We’ve spent this entire blog post explaining how midweek endurance workouts can benefit your fitness, why they’re included in your training plan, and why it is a good idea to consistently complete them. But with all that in mind, there actually is a compelling reason why you might choose to skip these workouts from time to time.

That reason relates to the relative importance of workouts within your training plan. Endurance workouts add up to help make you faster over time, but individual low-intensity rides aren’t going to make or break your fitness. The tougher discipline-specific workouts included in your training plan each week are the most important component of your training, and you should always make completing these workouts your first priority. If real life forces you to temporarily reduce your training schedule, skip your midweek endurance workouts before eliminating your more consequential sessions.

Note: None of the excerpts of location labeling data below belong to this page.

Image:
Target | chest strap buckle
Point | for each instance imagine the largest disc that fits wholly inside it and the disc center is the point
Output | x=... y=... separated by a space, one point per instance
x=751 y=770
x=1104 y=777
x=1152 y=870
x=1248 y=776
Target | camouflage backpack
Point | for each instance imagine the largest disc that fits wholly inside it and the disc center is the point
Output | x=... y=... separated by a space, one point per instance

The same holds true if you find yourself unexpectedly tired. Endurance workouts aren’t as easy as true recovery rides, and they can be enough to run you down when you’re already on the brink. If skipping a planned endurance ride and getting some extra rest leaves you better prepared for your next high-intensity workout, feel free to do so. Ample rest can improve the overall quality of your training, and a midweek endurance session is ok to skip when you need to recover.

In conclusion

Midweek endurance workouts are not as individually important as other high-intensity or discipline-specific workouts in your training plan. If your schedule changes or you’re feeling fatigued, don’t feel bad about occasionally skipping an endurance workout in favor of more successfully completing a higher-priority workout in the coming days. But remember that if your training plan includes midweek endurance workouts, it does so for a host of good reasons. These rides reinforce consistency, add to your aerobic conditioning, and build beneficial volume on top of your scheduled intensity. Completing them regularly can help make you a faster, more well-rounded cyclist.